My mom read an article she was telling me about the other day that pointed out how children these days are becoming less and less able to distinguish their “wants” from their “needs.” The basic premise of the article was that children who never learned the value of a dollar (or how to distinguish their “wants” from their “needs”) often grew up into adults who maxed out credit cards and owed for everything they had. While I searched to find the specific article that she had read online without success, I did find this other equally relevant article that had one point that literally shocked me – did you know that “some university administrators report that they lose more students to credit card debt than to academic failure”????
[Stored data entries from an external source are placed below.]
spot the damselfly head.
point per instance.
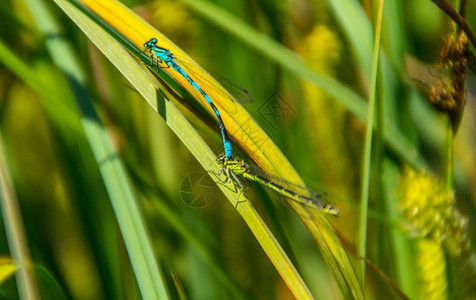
(151, 43)
(221, 159)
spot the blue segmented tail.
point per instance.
(165, 56)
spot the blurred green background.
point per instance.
(75, 243)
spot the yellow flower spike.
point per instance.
(246, 133)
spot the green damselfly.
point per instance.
(233, 167)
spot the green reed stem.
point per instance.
(368, 145)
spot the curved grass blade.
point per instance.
(212, 87)
(135, 32)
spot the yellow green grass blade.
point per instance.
(159, 99)
(116, 182)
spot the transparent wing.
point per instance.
(197, 73)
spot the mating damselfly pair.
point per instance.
(232, 167)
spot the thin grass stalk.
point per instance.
(368, 145)
(118, 187)
(15, 232)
Apparently, teens entering college are offered an average of EIGHT credit cards during the first week of school and most continue to carry three of them throughout their student years. Here’s the article in full below:
At any rate, my mom suggested that my son (3 years old) was probably old enough now to “learn” the value of money in a fun, engaging way. The last two days we visited our hometown and my parents. While staying there, my mom came up with “chores” Shaan could help with to earn some quarters. For instance, while folding laundry my mom asked him to take some socks and place them in a drawer in her bedroom. Then, she had him help with some sweeping this morning. Throughout the last few days he has done some odds and ends (and age appropriate) “chores” to earn quarters. Earlier today, he was able to trade in his four quarters at the bank of Mr. Sandman (“aka” my dad) for a dollar bill. He was so proud.
It’s been really neat to see how this game has helped Shaan see how difficult it is to earn money and how much “work” it takes to earn the toys he so desperately craves. He now understands that it take four quarters (or four chores) to equal one toy from the Dollar Tree. We told him that he could either use his dollar to buy one toy from the Dollar Tree or he could save it and keep doing more chores to earn something bigger and he’s decided he wants to save it for now. How cool is that???
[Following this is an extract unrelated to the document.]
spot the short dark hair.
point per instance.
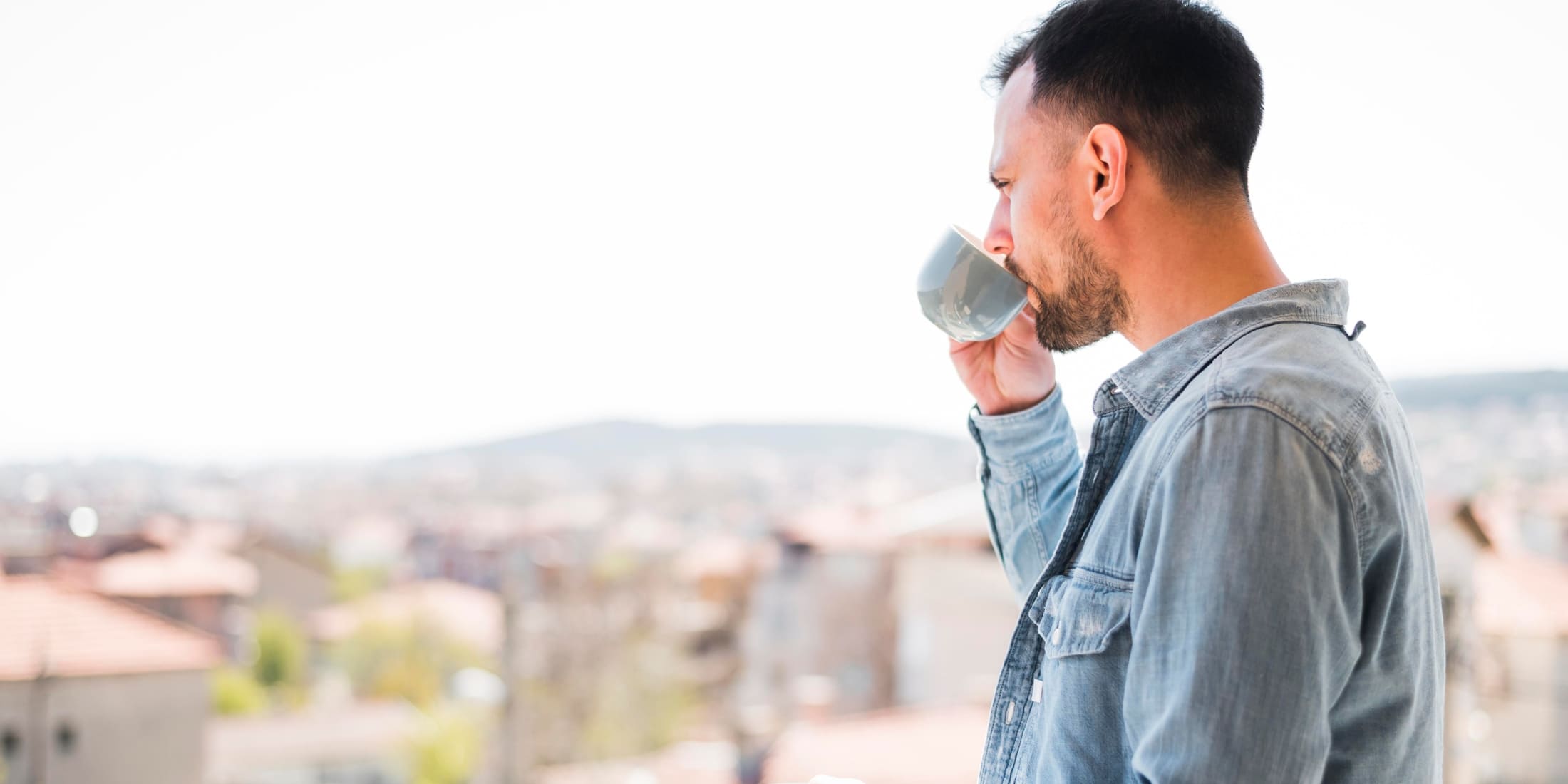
(1173, 76)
At any rate, I think the “earning quarters” game is good for several reasons:
1) It helps Shaan understand the value of a dollar and that things bought have to be earned (i.e. “Money doesn’t grow on trees!”)
2) It has helped him understand the concept of different denominational amounts. For instance, he now understands that four quarters make a dollar. Later on, we could introduce that five one dollar bills make a $5 bill, etc…
3) It’s Biblical!!!! “Lazy people want much but get little, but those who work hard will prosper.” – Proverbs 13:4
Just wanted to share in case some of you are interested in letting your young ones “earn” their quarters as well!